Circadian Rhythm Changes Linked to Future Parkinson's Risk

June 19, 2020

Abnormalities in circadian rhythm may represent an important feature in the very early stages of Parkinson's disease before symptoms develop, a new study suggests.

"We found that men with abnormal circadian rhythms had 3 times the risk of developing Parkinson's disease over an 11-year follow-up period," lead author, Yue Leng, MD, University of California, San Francisco, told Medscape Medical News.

"If confirmed to be a risk factor for Parkinson's disease, then circadian rhythmicity could be a promising intervention target and will open new opportunities for the prevention and management of Parkinson's disease," the researchers conclude.

The study was published online in JAMA Neurology on June 15.

Circadian disruption is very common in neurodegenerative diseases such as Parkinson's, but there isn't much information on how it may predict the disease, Leng explained. "We wanted to see whether circadian abnormalities may predict Parkinson's," she said.

"Parkinson's disease has a long prodromal phase where brain changes have started to occur but no clinical symptoms have become evident. It would be useful to be able to identify these patients and maybe changes in circadian rhythms may help us to do that," she added.

For the study, the researchers analyzed data from 2930 community-dwelling men aged 65 years or older (mean age, 76 years) who participated in the Osteoporotic Fractures in Men Study in which they underwent comprehensive sleep and rest-activity rhythms assessment.

"Patterns of rest and activity were measured with an actigraph device, which is worn on the wrist like a watch and captures movements which are translated into a rest-activity rhythm model — one of the most commonly used and evidence-based measures of circadian rhythm," Leng said. Men were asked to wear the actigraphs continuously for a minimum of three 24-hour periods.

Results showed that 78 men (2.7%) developed Parkinson's during the 11-year follow-up. After accounting for all covariates, the risk of Parkinson's increased with decreasing circadian amplitude (strength of the rhythm) with an odds ratio per 1-standard deviation decrease of 1.77; mesor (mean level of activity) with an odds ratio of 1.64; or robustness (how closely activity follows a 24-hour pattern) with an odds ratio of 1.54.

Those in the lowest quartile of amplitude, mesor, or robustness had approximately 3 times the risk of developing Parkinson's compared with those in the highest quartile of amplitude. The association remained after further adjustment for nighttime sleep disturbances.

"It has previously been shown that daytime napping has been linked to risk of developing Parkinson's. Now we have shown that abnormalities in the overall 24-hour circadian rest activity rhythm are also present in the prodromal phase of Parkinson's, and this association was independent of several confounders, including nighttime sleep disturbances," Leng commented.

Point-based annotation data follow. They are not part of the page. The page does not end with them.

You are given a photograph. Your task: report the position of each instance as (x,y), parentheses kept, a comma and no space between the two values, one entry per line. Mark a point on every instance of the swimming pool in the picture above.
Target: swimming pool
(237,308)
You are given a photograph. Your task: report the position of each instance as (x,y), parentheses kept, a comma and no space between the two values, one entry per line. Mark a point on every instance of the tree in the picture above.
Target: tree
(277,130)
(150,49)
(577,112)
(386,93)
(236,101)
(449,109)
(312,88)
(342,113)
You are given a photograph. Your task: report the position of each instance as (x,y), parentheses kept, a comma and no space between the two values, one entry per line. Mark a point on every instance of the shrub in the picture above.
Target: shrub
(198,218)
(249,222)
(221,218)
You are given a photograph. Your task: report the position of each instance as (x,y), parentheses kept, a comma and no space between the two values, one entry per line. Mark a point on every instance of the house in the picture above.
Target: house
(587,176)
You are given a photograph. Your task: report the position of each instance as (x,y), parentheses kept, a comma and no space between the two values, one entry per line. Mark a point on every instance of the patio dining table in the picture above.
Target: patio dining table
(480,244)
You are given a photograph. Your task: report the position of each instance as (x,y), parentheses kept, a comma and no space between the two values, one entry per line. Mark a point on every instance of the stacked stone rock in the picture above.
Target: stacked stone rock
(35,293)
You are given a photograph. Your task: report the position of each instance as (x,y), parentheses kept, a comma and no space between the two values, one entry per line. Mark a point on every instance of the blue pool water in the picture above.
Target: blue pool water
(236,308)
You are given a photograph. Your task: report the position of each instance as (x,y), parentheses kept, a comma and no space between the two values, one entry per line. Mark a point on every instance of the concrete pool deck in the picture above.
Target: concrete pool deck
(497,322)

"This raises awareness of the importance of circadian rhythm in older individuals and changes in their 24-hour pattern of behavior could be an early signal of Parkinson's disease," she said.

"This study does not tell us whether these circadian changes are causal for Parkinson's or not," Leng noted.

Future studies are needed to explore underlying mechanisms and to determine whether circadian disruption itself might contribute to the development of Parkinson's disease, the researchers say.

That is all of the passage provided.